Proof of (1). We will use the results of Deformation Theory, Lemma 88.2.4 without further mention. Let $\alpha \in \mathop{\mathrm{Ext}}\nolimits ^1_ A(\mathop{N\! L}\nolimits _{A/\mathbf{Z}}, I)$ be the element corresponding to the isomorphism class of $A'$. The existence of $B'$ corresponds to an element $\beta \in \mathop{\mathrm{Ext}}\nolimits _ B^1(\mathop{N\! L}\nolimits _{B/\mathbf{Z}}, N)$ which maps to the image of $\alpha $ in $\mathop{\mathrm{Ext}}\nolimits ^1_ A(\mathop{N\! L}\nolimits _{A/\mathbf{Z}}, N)$. Note that

\[ \mathop{\mathrm{Ext}}\nolimits ^1_ A(\mathop{N\! L}\nolimits _{A/\mathbf{Z}}, N) = \mathop{\mathrm{Ext}}\nolimits ^1_ A(L_{A/\mathbf{Z}}, N) = \mathop{\mathrm{Ext}}\nolimits ^1_ B(L_{A/\mathbf{Z}} \otimes _ A^\mathbf {L} B, N) \]

and

\[ \mathop{\mathrm{Ext}}\nolimits ^1_ B(\mathop{N\! L}\nolimits _{B/\mathbf{Z}}, N) = \mathop{\mathrm{Ext}}\nolimits ^1_ B(L_{B/\mathbf{Z}}, N) \]

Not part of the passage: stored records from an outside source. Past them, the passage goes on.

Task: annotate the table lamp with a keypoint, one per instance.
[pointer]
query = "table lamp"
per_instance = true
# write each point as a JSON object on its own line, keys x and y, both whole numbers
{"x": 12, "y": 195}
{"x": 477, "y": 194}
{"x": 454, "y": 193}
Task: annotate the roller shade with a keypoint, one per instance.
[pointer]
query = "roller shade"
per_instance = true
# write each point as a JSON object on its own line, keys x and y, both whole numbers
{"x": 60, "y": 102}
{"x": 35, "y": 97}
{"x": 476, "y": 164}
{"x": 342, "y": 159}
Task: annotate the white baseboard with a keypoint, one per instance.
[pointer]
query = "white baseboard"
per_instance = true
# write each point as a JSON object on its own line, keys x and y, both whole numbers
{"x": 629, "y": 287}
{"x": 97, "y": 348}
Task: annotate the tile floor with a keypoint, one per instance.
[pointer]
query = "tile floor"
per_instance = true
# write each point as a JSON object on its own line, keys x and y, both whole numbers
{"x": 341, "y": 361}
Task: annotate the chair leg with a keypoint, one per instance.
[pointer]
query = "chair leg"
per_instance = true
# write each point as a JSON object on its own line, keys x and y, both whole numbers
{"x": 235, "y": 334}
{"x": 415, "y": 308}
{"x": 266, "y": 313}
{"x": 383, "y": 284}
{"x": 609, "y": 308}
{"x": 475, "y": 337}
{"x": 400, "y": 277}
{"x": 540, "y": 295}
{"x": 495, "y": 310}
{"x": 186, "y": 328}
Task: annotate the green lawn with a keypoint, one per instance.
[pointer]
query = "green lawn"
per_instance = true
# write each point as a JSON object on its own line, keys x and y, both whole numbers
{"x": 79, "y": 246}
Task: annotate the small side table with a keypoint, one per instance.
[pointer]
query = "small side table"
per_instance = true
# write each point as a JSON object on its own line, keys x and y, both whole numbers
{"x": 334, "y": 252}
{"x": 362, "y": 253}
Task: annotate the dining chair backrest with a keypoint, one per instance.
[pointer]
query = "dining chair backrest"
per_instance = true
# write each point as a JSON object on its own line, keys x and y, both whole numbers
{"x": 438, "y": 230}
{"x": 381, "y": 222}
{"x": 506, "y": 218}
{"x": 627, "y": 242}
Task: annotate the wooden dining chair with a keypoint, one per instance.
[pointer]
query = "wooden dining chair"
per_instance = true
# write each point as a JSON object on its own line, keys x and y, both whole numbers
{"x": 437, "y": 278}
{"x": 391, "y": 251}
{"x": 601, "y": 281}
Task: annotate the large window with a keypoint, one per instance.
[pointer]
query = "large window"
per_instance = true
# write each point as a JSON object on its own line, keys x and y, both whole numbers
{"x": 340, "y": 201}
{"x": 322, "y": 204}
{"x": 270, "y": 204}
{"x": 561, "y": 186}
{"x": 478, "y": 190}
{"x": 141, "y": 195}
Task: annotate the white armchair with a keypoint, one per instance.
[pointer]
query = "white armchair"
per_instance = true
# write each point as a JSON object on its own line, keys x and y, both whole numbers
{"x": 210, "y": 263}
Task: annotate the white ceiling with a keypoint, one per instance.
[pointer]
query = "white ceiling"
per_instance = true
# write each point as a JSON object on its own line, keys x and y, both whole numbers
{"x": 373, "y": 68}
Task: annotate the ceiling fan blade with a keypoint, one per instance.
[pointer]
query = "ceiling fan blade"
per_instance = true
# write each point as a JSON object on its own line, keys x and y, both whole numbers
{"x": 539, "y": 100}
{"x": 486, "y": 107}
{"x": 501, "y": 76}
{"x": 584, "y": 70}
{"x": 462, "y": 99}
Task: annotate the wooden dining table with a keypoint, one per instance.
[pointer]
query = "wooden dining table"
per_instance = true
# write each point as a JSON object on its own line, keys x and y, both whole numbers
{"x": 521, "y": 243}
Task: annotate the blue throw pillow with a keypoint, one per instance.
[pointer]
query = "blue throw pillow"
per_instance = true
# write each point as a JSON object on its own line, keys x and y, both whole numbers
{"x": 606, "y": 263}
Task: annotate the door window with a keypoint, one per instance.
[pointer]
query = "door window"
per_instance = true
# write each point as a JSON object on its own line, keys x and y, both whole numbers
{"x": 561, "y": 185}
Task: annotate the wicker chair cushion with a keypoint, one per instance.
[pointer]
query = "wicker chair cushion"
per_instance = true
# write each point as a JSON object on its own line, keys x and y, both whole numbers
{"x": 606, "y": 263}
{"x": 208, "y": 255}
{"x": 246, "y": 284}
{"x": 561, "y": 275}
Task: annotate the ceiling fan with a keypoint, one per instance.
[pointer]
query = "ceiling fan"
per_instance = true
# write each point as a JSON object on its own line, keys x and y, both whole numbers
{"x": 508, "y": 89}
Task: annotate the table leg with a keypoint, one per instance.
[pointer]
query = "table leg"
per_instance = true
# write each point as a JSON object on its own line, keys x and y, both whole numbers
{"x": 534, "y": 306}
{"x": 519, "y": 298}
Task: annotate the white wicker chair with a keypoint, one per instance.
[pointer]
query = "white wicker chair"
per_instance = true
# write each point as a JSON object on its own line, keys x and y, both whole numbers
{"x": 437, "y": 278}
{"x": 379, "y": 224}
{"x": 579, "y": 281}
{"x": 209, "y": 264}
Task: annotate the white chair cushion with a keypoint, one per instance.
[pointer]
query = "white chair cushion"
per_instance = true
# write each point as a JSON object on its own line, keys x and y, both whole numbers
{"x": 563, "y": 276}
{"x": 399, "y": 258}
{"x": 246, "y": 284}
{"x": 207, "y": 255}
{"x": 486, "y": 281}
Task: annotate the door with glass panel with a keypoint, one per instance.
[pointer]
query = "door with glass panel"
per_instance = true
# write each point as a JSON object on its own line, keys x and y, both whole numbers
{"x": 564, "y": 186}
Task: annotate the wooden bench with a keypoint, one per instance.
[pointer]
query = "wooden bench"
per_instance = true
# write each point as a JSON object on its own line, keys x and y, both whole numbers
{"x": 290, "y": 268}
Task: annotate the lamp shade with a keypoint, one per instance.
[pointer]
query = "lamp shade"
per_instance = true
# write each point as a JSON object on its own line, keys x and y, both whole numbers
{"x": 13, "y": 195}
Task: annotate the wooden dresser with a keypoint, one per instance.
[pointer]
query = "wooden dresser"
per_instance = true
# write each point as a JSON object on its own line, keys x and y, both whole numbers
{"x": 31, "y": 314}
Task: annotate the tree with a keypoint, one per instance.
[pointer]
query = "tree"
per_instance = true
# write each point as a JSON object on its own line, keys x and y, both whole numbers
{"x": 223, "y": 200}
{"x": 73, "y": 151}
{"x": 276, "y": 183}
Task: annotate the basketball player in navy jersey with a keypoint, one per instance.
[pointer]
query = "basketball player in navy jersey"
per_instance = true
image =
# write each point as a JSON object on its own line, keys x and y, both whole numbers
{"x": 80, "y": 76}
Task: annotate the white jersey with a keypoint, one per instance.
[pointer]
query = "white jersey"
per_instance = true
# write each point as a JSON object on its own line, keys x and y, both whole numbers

by Lemma 89.10.3. Since the distinguished triangle (89.7.0.1) for $\mathbf{Z} \to A \to B$ gives rise to a long exact sequence

\[ \ldots \to \mathop{\mathrm{Ext}}\nolimits ^1_ B(L_{B/\mathbf{Z}}, N) \to \mathop{\mathrm{Ext}}\nolimits ^1_ B(L_{A/\mathbf{Z}} \otimes _ A^\mathbf {L} B, N) \to \mathop{\mathrm{Ext}}\nolimits ^2_ B(L_{B/A}, N) \to \ldots \]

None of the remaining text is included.